Hasager has done that too, trimming the use of complex products. “The more complex products are, the more prone they are to produce unexpected complications. I have a preference for as simple a structure as possible now,” he says.
Modern portfolio theory suggests that investors can achieve optimal risk-adjusted returns by giving maximum care to the asset allocation within their portfolios. But the experience of the financial crisis has somewhat discredited the usefulness of portfolio optimisation, claims Reisbøl.
“During the crisis, we learnt that all [risk] assets go south at the same time. So we have become reluctant to select a strategy based on correlation analysis. It’s still part of our selection process, but it’s less important now.”
Instead, Reisbøl has developed a preference for unconstrained managers: “If circumstances dictate a complete change of heart, why should a manager be constrained by a narrow mandate? Being invested in a manager who can, for example, only invest in Cocos is an uncomfortable risk for us.
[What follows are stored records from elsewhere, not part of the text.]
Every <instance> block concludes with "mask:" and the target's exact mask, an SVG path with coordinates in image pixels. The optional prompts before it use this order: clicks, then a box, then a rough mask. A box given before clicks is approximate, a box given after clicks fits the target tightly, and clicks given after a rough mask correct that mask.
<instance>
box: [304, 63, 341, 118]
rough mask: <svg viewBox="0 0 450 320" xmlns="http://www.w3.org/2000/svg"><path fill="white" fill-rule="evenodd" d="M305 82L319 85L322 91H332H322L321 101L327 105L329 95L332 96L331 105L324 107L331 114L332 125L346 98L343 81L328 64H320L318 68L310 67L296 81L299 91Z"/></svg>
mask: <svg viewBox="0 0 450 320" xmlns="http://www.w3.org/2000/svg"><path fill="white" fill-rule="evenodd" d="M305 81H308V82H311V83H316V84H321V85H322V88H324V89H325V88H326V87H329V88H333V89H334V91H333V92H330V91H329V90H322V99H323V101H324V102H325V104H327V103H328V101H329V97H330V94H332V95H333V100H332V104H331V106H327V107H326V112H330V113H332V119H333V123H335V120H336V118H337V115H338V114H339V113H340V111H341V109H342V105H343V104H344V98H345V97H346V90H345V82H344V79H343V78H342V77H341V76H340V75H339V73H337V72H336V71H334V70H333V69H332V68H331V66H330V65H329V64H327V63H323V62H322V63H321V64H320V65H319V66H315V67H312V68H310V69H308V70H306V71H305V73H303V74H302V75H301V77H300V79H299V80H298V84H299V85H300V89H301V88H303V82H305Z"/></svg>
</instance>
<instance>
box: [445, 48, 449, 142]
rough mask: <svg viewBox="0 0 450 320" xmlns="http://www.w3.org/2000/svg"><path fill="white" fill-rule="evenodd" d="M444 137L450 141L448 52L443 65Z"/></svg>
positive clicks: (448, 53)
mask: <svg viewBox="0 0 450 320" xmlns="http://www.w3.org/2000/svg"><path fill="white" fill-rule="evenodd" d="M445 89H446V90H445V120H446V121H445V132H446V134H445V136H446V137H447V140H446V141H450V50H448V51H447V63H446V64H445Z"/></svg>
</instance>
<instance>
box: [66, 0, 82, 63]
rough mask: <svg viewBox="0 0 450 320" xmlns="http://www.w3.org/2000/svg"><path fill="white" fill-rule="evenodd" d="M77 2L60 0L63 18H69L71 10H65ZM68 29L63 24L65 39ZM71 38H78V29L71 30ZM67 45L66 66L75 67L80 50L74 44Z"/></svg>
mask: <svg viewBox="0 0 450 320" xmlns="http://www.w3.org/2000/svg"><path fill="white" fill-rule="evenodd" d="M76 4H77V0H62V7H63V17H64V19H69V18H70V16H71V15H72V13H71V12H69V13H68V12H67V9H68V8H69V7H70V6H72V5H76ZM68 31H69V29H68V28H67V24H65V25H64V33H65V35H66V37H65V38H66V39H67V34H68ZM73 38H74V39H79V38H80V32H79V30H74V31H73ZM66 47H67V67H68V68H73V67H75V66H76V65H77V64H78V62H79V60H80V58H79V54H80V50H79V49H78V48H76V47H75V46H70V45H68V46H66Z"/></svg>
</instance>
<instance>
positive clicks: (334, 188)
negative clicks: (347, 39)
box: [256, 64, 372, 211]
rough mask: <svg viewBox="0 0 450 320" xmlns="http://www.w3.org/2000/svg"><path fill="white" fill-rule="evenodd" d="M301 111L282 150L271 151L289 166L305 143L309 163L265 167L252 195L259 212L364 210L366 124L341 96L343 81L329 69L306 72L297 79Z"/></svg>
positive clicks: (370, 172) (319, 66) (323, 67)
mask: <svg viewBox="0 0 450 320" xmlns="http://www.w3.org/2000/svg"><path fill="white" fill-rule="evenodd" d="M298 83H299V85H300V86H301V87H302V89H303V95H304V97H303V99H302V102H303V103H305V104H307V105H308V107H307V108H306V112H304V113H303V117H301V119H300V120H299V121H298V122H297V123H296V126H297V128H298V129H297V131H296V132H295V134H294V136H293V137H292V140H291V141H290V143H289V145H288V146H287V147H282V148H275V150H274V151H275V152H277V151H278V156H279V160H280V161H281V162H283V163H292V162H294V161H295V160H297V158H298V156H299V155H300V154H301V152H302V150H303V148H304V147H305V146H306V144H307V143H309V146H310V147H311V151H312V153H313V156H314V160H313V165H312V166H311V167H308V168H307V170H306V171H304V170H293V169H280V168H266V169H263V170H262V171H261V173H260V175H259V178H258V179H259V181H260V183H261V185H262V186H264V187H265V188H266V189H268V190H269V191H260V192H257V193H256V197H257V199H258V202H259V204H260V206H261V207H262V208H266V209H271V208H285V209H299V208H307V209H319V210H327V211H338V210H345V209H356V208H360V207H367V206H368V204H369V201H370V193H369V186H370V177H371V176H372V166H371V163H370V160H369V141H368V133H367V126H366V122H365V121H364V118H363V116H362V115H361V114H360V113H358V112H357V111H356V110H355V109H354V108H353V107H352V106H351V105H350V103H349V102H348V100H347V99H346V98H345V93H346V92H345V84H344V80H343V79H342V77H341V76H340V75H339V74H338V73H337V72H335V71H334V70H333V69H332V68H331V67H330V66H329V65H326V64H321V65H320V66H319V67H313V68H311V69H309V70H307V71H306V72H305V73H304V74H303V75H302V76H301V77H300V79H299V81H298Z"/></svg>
We would prefer a wider mandate.”
But there’s something else the Dane learnt during the crisis: the importance of staying in close contact with clients about their risk appetite. “Risk appetite correlates with market sentiment. When markets go up, clients are comfortable with high risk, but when market turn, they become risk averse. It’s extremely important to have a dialogue with clients at those moments,” he says.
A final feature many portfolio managers have introduced since the crisis is regular stress testing. “We do a portfolio stress test twice a month now. We simulate what happens to portfolios if equity markets drop by 20% and credit markets by 10%, or we simulate what happened during the financial crisis,” says Hasager.
Bouma does something similar. “We have developed a model to test the risk to our portfolios if our asset allocation bets turn against us. If the model suggests we’re at risk of suffering a large drawdown in case of a market correction, we change our asset allocation accordingly,” he says.
Even if the core of the fund selection process hasn’t changed much for most fund selectors, one lesson they have learned is that it is important to be imaginative. Post financial crisis, scenario analysis, which looks at how a fund will behave in stress situation, has become vital. Whether this insight will serve them sufficiently when the next crisis hits, however, only time will tell.